Dem Merkmal des wirtschaftlichen Zusammenhangs, der bei gleichartigen oder sich ergänzenden Tätigkeiten vorliegt, kommt eine besondere Bedeutung zu. Gleichartige Tätigkeiten ein und derselben Person sind, jedenfalls wenn sie zeitgleich und innerhalb einer gewissen räumlichen Nähe zueinander ausgeübt werden, in der Regel ein und demselben Betrieb zuzuordnen.
Sobald der Gewerbetreibende seine Aktivitäten bündelt, um eine größere Marktwirksamkeit zu erreichen, ist eine Wirtschaftseinheit gegeben. Darüber hinaus ergänzen sich die Tätigkeitsfelder „Recycling“ und „Schrotthandel“ in der Weise, dass Kunden an einem einheitlichen Betriebsort sowohl einen Abnehmer für ihre Reste als auch für ihren Schrott finden. Auch liegt nahe, dass durch ähnliche Kunden- bzw. Lieferantenkreise Synergieeffekte entstehen.
Nicht jede separate gewerbliche Betätigung eines Einzelunternehmers begründet einen eigenständigen Gewerbebetrieb. Auch Teilbetriebe sind mit einer gewissen Selbständigkeit ausgestattet und dennoch Teile eines Gesamtbetriebs. Dem auch hier vorliegenden Umstand einer getrennten Buch- bzw. Kontenführung kommt nur untergeordnete Bedeutung zu, da dieser lediglich einen gegenüber den objektiven Merkmalen nachrangigen subjektiven Willen des Gewerbetreibenden dokumentiert.
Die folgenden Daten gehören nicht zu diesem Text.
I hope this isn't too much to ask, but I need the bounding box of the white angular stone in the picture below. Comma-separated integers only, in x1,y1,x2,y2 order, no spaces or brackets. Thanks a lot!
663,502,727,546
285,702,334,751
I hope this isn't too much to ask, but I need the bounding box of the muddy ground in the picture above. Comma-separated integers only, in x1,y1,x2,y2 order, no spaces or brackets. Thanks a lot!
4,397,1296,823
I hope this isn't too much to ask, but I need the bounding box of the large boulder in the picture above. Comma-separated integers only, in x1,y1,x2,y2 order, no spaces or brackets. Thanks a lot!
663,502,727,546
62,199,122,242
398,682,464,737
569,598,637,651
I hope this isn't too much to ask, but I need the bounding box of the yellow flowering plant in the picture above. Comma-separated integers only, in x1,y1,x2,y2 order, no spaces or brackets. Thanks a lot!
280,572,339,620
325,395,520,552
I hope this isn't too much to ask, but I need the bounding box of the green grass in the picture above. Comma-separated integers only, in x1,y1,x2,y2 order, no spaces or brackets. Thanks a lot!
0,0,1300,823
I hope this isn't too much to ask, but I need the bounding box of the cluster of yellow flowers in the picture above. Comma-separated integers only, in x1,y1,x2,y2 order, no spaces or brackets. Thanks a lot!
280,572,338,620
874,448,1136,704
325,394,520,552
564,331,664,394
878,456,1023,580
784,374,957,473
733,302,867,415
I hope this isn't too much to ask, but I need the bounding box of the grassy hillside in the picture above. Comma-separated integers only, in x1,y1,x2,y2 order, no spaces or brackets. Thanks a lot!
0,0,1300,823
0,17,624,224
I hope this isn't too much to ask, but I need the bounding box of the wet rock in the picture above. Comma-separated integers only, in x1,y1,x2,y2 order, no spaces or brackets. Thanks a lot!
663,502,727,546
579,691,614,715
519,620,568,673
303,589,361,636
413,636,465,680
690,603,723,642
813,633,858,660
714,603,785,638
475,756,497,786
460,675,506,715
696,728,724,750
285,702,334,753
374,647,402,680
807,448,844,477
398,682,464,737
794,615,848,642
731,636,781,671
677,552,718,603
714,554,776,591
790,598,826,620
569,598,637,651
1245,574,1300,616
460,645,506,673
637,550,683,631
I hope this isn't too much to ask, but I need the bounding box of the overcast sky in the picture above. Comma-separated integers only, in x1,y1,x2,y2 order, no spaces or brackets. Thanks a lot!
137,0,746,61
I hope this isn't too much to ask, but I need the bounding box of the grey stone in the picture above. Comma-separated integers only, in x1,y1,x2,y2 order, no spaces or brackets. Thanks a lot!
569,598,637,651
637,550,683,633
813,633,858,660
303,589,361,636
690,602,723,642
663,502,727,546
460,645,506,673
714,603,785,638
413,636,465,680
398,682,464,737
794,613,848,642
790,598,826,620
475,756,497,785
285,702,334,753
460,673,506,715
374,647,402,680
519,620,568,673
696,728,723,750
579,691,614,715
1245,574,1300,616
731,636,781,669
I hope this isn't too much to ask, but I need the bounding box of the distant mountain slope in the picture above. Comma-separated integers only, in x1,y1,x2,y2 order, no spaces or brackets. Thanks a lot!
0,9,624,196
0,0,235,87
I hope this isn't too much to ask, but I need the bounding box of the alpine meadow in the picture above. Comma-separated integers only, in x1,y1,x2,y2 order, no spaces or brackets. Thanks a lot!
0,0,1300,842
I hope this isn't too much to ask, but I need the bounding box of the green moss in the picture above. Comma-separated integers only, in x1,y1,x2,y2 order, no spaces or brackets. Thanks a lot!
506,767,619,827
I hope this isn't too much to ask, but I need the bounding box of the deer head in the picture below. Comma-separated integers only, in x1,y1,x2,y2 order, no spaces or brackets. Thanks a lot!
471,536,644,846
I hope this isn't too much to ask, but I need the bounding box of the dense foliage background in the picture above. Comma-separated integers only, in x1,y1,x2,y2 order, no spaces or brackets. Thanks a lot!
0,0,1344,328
Ein über den einmaligen Höchstbetrag von 200.000 Euro hinausgehender Abzug von Investitionsabzugsbeträgen kommt daher im zweiten Fall für die Streitjahre nicht in Betracht, weil es sich bei der gewerblichen Betätigung des Steuerpflichtigen in steuerlicher Hinsicht um einen einheitlichen Gewerbebetrieb handelt.
Fazit
Ein Einzelunternehmer kann zwar mehrere Gewerbebetriebe gleichzeitig betreiben, die jeweils für sich genommen steuerpflichtig sind. Hierbei kommt es aber auf die sachliche Selbständigkeit des Unternehmens an. Neben der Gleichartigkeit der Betätigung ist ebenfalls zu berücksichtigen, ob eine gesonderte Verwaltung und Geschäftsführung, eine selbständige Organisation, ein eigenes Rechnungswesen, eigene Arbeitnehmer und eigenes Anlagevermögen gegeben sind.
Ein einheitlicher Gewerbebetrieb liegt vor, wenn unter Berücksichtigung der genannten Merkmale im Rahmen einer Gesamtwürdigung ein wirtschaftlicher, organisatorischer und finanzieller Zusammenhang zwischen den Betätigungen besteht. Entscheidend ist das Gesamtbild der Verhältnisse im Einzelfall unter Berücksichtigung der Verkehrsanschauung.
Aus steuerlicher Sicht kann sowohl das Betreiben eines einheitlichen Gewerbebetriebs als auch das Betreiben mehrerer Gewerbebetriebe für einen Einzelunternehmer vorteilhaft oder nachteilig sein. Für mehrere Betriebe gibt es den Gewerbesteuerfreibetrag von 24.500 Euro mehrfach und auch Investitionsabzugsbeträge können für jeden Betrieb separat angesetzt werden. Wird jedoch ein Tätigkeitsbereich mit Gewinn, der andere mit Verlust betrieben, ist ein einheitlicher Gewerbebetrieb aus gewerbesteuerlicher Sicht günstiger, da Gewinne und Verluste dann saldiert werden und nur der saldierte Gewerbeertrag der Gewerbesteuer unterliegt. Bei mehreren Gewerbebetrieben werden die Gewinne und Verluste zwar für Zwecke der Einkommensteuer grundsätzlich verrechnet, jedoch nicht für die Gewerbesteuer.